Question

The ${K_a}$ for $C{H_3}COOH$ is $1.8 \times {10^{ - 5}}$ . Find out the percentage dissociation of $0.2M{\text{ }}C{H_3}COOH$ in $0.1M{\text{ HCl}}$ solution.
A) 0.018
B) 0.36
C) 18
D) 36

Answer 1

Hint : We are given two acids, one is the acetic acid which is a weak acid and will partially dissociate in here. Hence the dissociation constant ${K_a}$ is given. Another is strong Hydrochloric Acid which dissociates completely in water.

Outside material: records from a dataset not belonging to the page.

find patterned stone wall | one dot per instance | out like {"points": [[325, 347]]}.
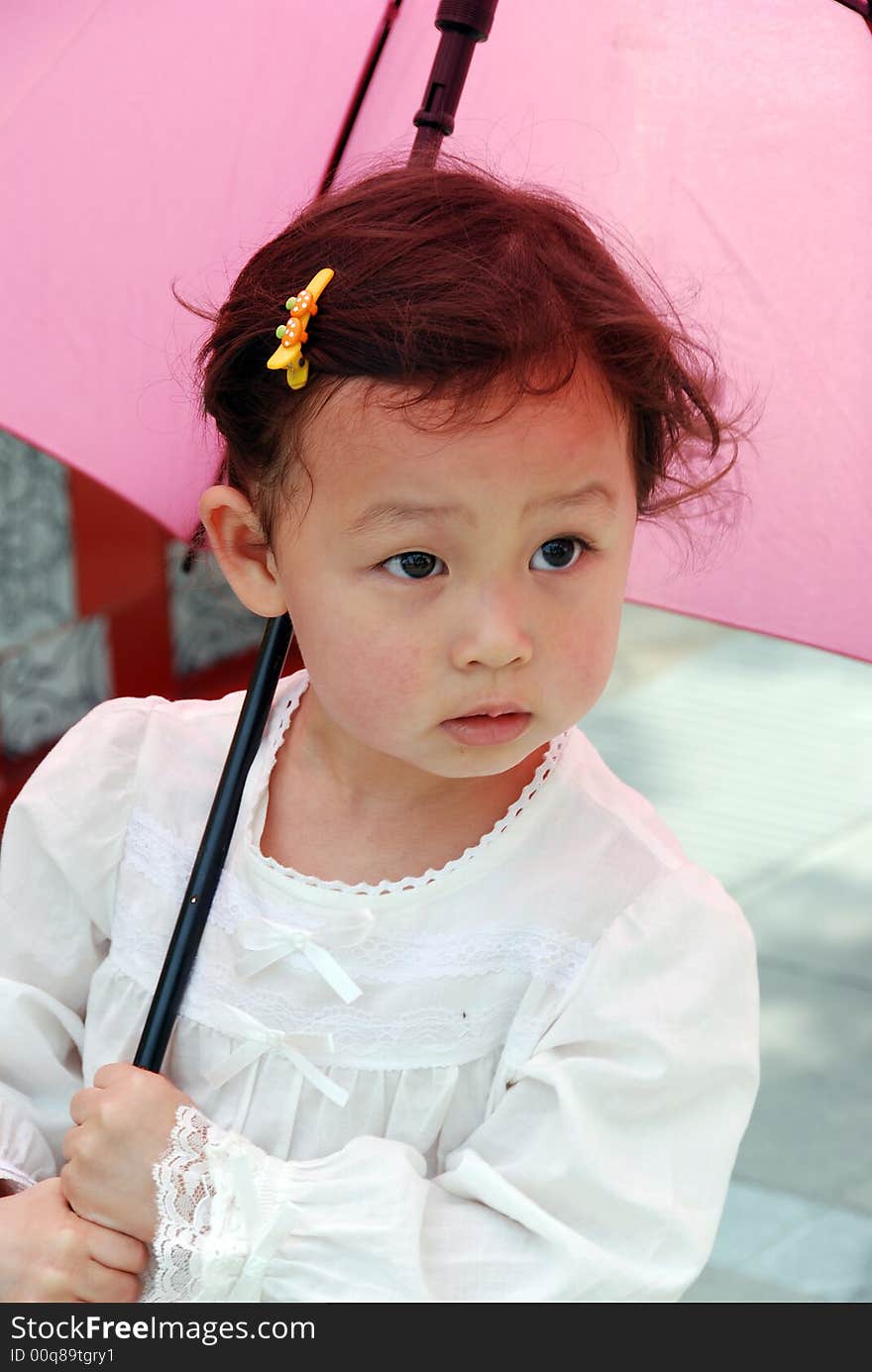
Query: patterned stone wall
{"points": [[93, 602]]}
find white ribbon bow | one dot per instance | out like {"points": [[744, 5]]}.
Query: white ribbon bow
{"points": [[234, 1021], [263, 1236], [268, 941]]}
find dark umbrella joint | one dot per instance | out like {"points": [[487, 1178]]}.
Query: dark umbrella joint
{"points": [[462, 25]]}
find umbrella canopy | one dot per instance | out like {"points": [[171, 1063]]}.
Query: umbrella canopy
{"points": [[149, 146]]}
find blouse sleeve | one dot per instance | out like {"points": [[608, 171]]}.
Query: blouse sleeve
{"points": [[57, 866], [600, 1175]]}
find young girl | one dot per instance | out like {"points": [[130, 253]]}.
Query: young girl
{"points": [[466, 1023]]}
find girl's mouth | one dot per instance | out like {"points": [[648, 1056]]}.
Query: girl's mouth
{"points": [[485, 729]]}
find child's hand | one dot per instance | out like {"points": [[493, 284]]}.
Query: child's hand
{"points": [[50, 1254], [123, 1125]]}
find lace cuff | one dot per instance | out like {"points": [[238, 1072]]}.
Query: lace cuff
{"points": [[220, 1214]]}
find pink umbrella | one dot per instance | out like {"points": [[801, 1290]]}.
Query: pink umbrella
{"points": [[141, 147], [691, 127]]}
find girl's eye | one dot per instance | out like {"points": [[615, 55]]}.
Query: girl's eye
{"points": [[417, 564]]}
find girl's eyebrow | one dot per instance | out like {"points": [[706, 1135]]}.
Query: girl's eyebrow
{"points": [[384, 513]]}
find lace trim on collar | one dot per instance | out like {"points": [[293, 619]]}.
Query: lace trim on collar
{"points": [[534, 787]]}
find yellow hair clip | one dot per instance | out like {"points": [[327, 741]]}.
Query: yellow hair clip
{"points": [[292, 334]]}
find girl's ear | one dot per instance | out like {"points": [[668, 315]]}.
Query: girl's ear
{"points": [[241, 551]]}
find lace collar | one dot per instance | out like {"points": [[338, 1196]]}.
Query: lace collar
{"points": [[526, 812]]}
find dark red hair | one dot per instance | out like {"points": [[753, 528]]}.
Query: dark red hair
{"points": [[449, 281]]}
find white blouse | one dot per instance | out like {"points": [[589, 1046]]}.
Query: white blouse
{"points": [[520, 1077]]}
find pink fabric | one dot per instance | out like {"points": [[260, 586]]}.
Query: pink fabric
{"points": [[728, 145]]}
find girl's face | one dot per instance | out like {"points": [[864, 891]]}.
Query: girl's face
{"points": [[406, 620]]}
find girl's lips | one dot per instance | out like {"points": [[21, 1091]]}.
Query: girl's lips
{"points": [[483, 729]]}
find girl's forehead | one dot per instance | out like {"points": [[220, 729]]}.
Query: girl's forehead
{"points": [[360, 438]]}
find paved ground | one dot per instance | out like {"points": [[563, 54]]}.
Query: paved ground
{"points": [[758, 755]]}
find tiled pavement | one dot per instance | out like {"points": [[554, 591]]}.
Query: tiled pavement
{"points": [[758, 755]]}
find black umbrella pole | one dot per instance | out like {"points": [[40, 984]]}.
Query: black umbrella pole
{"points": [[209, 863], [462, 24]]}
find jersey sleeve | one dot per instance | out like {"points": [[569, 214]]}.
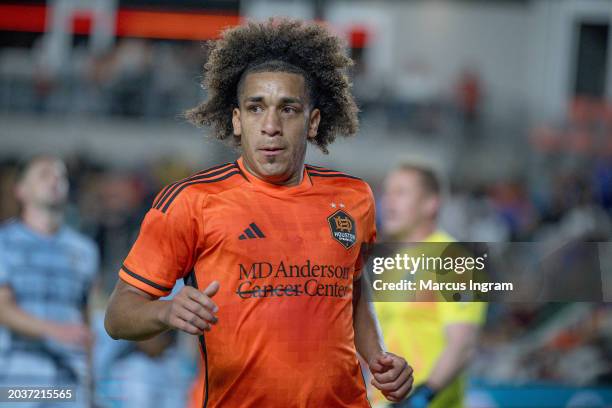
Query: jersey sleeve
{"points": [[369, 236], [164, 250]]}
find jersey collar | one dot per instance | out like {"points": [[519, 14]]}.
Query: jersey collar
{"points": [[274, 188]]}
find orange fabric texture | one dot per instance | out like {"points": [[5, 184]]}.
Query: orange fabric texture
{"points": [[286, 259]]}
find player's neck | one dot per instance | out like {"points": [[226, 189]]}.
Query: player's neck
{"points": [[42, 220], [293, 180]]}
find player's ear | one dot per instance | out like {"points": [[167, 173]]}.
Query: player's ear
{"points": [[313, 123], [236, 122]]}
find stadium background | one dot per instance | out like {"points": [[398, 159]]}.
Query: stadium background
{"points": [[510, 100]]}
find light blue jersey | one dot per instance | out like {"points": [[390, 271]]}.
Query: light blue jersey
{"points": [[50, 277]]}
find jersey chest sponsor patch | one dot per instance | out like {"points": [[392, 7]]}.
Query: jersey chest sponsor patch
{"points": [[342, 228]]}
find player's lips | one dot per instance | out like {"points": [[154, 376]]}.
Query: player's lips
{"points": [[271, 151]]}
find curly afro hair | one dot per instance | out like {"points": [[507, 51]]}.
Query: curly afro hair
{"points": [[288, 46]]}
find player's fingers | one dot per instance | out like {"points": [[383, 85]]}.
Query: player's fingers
{"points": [[192, 319], [390, 375], [182, 325], [199, 310], [401, 392], [212, 289], [204, 300], [395, 383]]}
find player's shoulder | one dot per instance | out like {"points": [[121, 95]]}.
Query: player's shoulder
{"points": [[194, 188], [327, 176]]}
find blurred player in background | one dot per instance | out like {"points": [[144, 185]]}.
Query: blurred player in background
{"points": [[271, 248], [438, 338], [46, 273]]}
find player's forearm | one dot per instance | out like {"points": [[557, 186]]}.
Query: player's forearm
{"points": [[368, 337], [453, 360], [130, 316]]}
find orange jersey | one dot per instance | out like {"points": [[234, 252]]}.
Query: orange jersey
{"points": [[286, 259]]}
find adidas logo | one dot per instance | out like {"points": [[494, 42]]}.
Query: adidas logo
{"points": [[252, 232]]}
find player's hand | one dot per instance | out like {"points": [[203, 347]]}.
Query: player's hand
{"points": [[191, 310], [420, 398], [73, 334], [391, 375]]}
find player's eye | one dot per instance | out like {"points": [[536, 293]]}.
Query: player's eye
{"points": [[255, 109], [289, 109]]}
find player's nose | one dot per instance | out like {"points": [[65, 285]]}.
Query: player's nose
{"points": [[271, 125]]}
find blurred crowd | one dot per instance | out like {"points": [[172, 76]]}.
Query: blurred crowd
{"points": [[136, 78]]}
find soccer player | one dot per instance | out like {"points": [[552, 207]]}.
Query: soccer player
{"points": [[46, 274], [438, 338], [271, 248]]}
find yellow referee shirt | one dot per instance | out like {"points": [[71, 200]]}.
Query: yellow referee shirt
{"points": [[415, 331]]}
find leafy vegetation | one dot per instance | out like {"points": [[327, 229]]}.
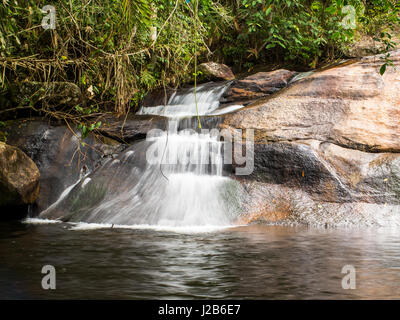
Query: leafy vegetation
{"points": [[118, 50]]}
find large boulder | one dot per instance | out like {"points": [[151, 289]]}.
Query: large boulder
{"points": [[327, 147], [59, 154], [216, 71], [55, 94], [256, 86], [19, 178]]}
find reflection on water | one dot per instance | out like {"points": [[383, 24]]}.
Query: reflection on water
{"points": [[258, 262]]}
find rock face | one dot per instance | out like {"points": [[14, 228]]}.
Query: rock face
{"points": [[352, 106], [257, 86], [19, 178], [216, 71], [59, 155], [329, 144], [55, 94], [133, 127]]}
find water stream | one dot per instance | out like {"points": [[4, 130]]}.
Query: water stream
{"points": [[174, 178]]}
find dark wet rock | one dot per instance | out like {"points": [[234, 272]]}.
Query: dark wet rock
{"points": [[158, 97], [257, 86], [134, 127], [327, 172], [216, 71], [55, 94], [19, 179], [59, 155]]}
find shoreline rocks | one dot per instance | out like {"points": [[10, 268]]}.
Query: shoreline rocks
{"points": [[19, 181]]}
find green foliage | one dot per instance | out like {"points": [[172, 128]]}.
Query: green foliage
{"points": [[109, 48]]}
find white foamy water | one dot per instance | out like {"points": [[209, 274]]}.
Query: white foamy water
{"points": [[172, 181], [40, 221], [82, 226], [184, 104]]}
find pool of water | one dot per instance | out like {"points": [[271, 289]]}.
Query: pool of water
{"points": [[250, 262]]}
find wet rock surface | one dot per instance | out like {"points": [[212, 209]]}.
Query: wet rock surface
{"points": [[257, 86], [327, 146], [215, 71], [19, 181], [59, 155]]}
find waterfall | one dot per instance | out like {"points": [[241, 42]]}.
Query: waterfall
{"points": [[174, 178]]}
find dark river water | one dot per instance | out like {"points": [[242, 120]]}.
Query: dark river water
{"points": [[254, 262]]}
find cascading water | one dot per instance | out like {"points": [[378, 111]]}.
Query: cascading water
{"points": [[172, 179]]}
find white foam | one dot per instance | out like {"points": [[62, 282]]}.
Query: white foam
{"points": [[80, 226], [40, 221]]}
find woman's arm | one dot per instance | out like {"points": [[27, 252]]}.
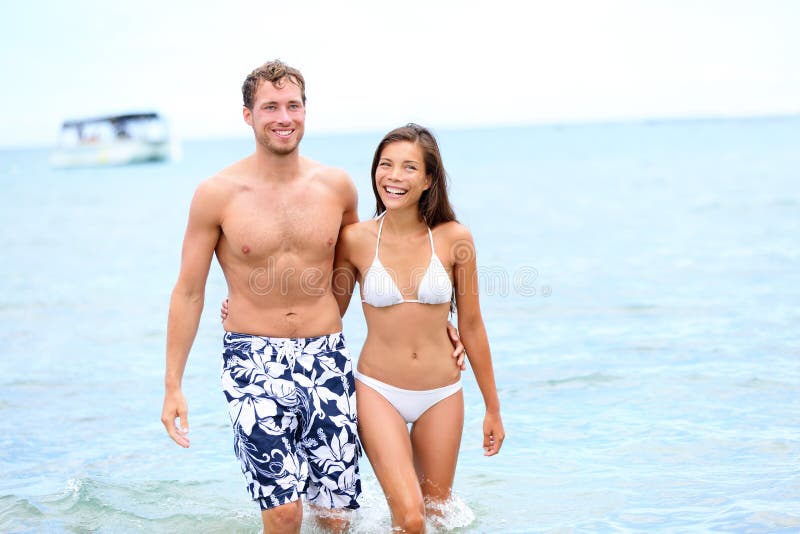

Complete Step By Step Answer:
Given that the concentration of HCl solution is $0.1M$ and that HCl is a strong acid which dissociation coefficient $\alpha = 1$ , the dissociation of HCl can be shown as:
$HCl \to {H^ + } + C{l^ - }$
0.1 0.1 0.1
The concentration of acetic acid is given as $0.2M$ . Acetic acid is a weak acid and will dissociate partially. Consider the amount dissociated to be ‘x’. The dissociation can be shown as:
$C{H_3}COOH \rightleftharpoons C{H_3}CO{O^ - } + {H^ + }$

T=0	0.2	-	-
T=equilibrium	$0.2 - x$	$x$	$x$

Here, ${H^ + }$ is the common ion, and will exert a common ion effect. The total concentration of ${H^ + }$ ions now will be $= x + 0.1$ (both from acetic acid and Hydrochloric acid). The dissociation Constant ${K_a}$ of acetic acid can be given as:
${K_a} = \dfrac{{[C{H_3}CO{O^ - }][{H^ + }]}}{{[C{H_3}COOH]}}$
Substituting the values we get,
$1.8 \times {10^{ - 5}} = \dfrac{{(x)(0.1 + x)}}{{0.2}}$
$0.36 \times {10^{ - 5}} = (x) \times (x + 0.1)$
${x^2} + 0.1x - 0.36 \times {10^{ - 5}} = 0$
$x = 0.35 \times {10^{ - 4}}$
To find the percentage dissociation the formula would be: $\dfrac{{Dissociated{\text{ }}Amount}}{{Initial{\text{ }}Amount}} \times 100$
Therefore, the percentage dissociation of acetic acid will be $= \dfrac{{0.35 \times {{10}^{ - 4}}}}{{0.2}} \times 100 = 0.0175\%$
This value is approximately equal to $0.018\%$ .
Hence the correct answer is Option A).

Note :
Common Ion effect refers to the suppression of the Dissociation constant of any weak electrolyte by addition of a small amount of strong electrolyte having a common ion. In the given problem the ${H^ + }$ is the common ion, hence its overall concentration increases. Also, remember that if ${K_a}$ of any electrolyte is given, then that electrolyte is always a weak electrolyte. Strong electrolytes have unity as the dissociation constant.